「サア!火曜だ!」
火曜の交番日早朝は、いつも前夜に仕掛けた目覚まし時計の、けたたましい音で目覚める。
川浦 卓・35歳、独身。
このタクシー会社に入社し6年目を迎えた。
タクシードライバーという職業が、こんなにも自分に合っているとは思わなかった。
某大手不動産会社に務めていたが、上司との折り合いが上手くいかず、成績も振るわない。

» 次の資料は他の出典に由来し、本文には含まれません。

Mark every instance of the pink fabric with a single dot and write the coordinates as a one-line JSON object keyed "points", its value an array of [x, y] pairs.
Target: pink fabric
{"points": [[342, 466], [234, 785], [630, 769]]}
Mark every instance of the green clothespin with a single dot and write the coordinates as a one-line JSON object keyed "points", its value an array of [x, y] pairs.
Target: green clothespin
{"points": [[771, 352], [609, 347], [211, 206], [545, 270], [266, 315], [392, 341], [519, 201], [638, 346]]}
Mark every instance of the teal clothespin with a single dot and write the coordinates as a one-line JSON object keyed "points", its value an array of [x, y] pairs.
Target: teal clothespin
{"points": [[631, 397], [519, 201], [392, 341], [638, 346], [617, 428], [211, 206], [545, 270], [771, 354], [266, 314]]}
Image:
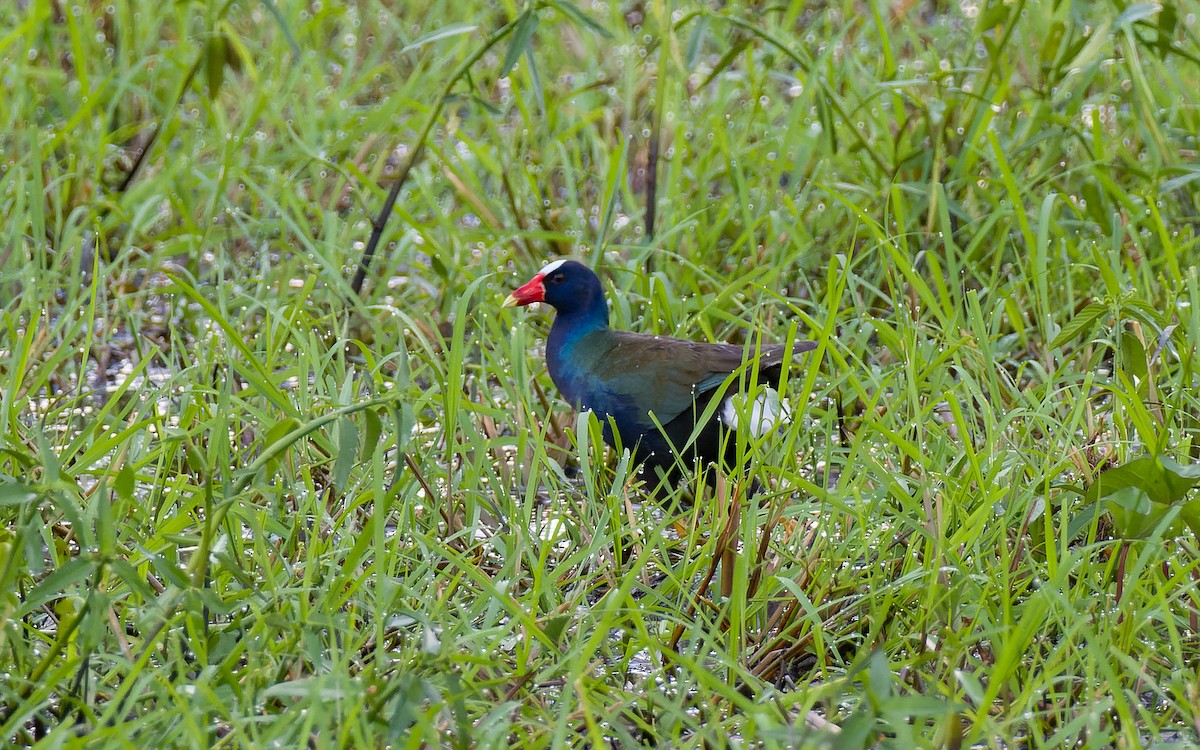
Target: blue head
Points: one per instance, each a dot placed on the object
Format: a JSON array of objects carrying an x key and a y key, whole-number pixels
[{"x": 570, "y": 288}]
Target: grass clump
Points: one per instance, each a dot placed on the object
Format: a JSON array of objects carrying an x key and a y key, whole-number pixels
[{"x": 245, "y": 504}]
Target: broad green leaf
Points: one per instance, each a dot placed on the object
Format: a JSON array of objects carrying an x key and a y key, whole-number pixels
[
  {"x": 521, "y": 39},
  {"x": 1083, "y": 322},
  {"x": 439, "y": 34}
]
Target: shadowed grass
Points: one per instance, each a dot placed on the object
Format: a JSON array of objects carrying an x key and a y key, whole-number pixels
[{"x": 244, "y": 505}]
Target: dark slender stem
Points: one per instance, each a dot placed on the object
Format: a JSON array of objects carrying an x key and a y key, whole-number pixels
[{"x": 381, "y": 221}]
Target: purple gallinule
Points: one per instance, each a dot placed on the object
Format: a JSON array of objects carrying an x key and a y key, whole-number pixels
[{"x": 637, "y": 382}]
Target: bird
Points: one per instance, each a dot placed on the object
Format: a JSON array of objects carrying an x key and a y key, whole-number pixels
[{"x": 649, "y": 391}]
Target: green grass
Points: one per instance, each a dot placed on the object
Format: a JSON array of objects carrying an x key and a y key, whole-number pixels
[{"x": 245, "y": 507}]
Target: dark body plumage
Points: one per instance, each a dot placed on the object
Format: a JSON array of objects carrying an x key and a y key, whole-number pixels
[{"x": 624, "y": 377}]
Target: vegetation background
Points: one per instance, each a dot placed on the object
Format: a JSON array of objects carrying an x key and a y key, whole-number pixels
[{"x": 247, "y": 507}]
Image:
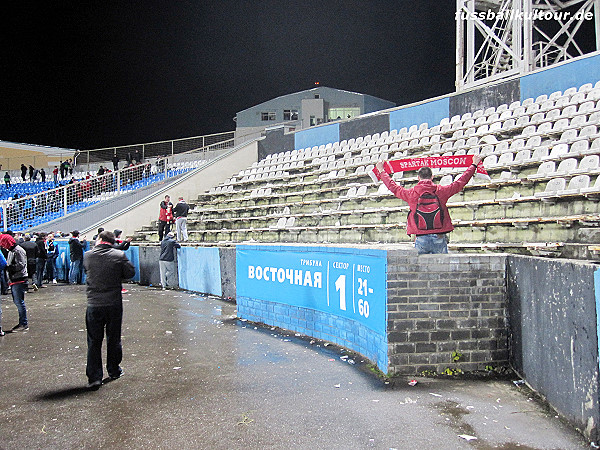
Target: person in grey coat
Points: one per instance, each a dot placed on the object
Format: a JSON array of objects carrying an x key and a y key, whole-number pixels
[
  {"x": 17, "y": 273},
  {"x": 166, "y": 260},
  {"x": 106, "y": 268}
]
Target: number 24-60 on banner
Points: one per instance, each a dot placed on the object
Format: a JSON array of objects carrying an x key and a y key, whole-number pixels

後から入社した若手が、主任、係長と昇進していったが、川浦はどうも出世とは縁遠い。
一言でいうと「欲がない」のだ。
接客は嫌いではないし、人付き合いも不得手ではないが、客にガッツクような執念と情熱が足りないと、自分でも分かっている。
「がむしゃらになることが、キライ」な男であった。
ある年の年度末「お前!ここへ来て何年になる!・・・ホント、使えないヤツだよ!ったく!」
課長に嫌味たっぷりに言い放たれた。
「あのさあ!ヤル気がなければ自分で結論出すしかないんじゃあない!」
相手の言っている意味は、充分わかった。
「分かりました・・・今日で辞めます」
あっという間に『退職届』を書き、静かに上司の机上へ。
資料ファイルやパソコンの中の情報など、一連の報告と引き継ぎを行った。
あっけにとられている皆の視線をよそに、「お世話になりました~!」とお辞儀をすると、卓は颯爽と廊下へ飛び出した。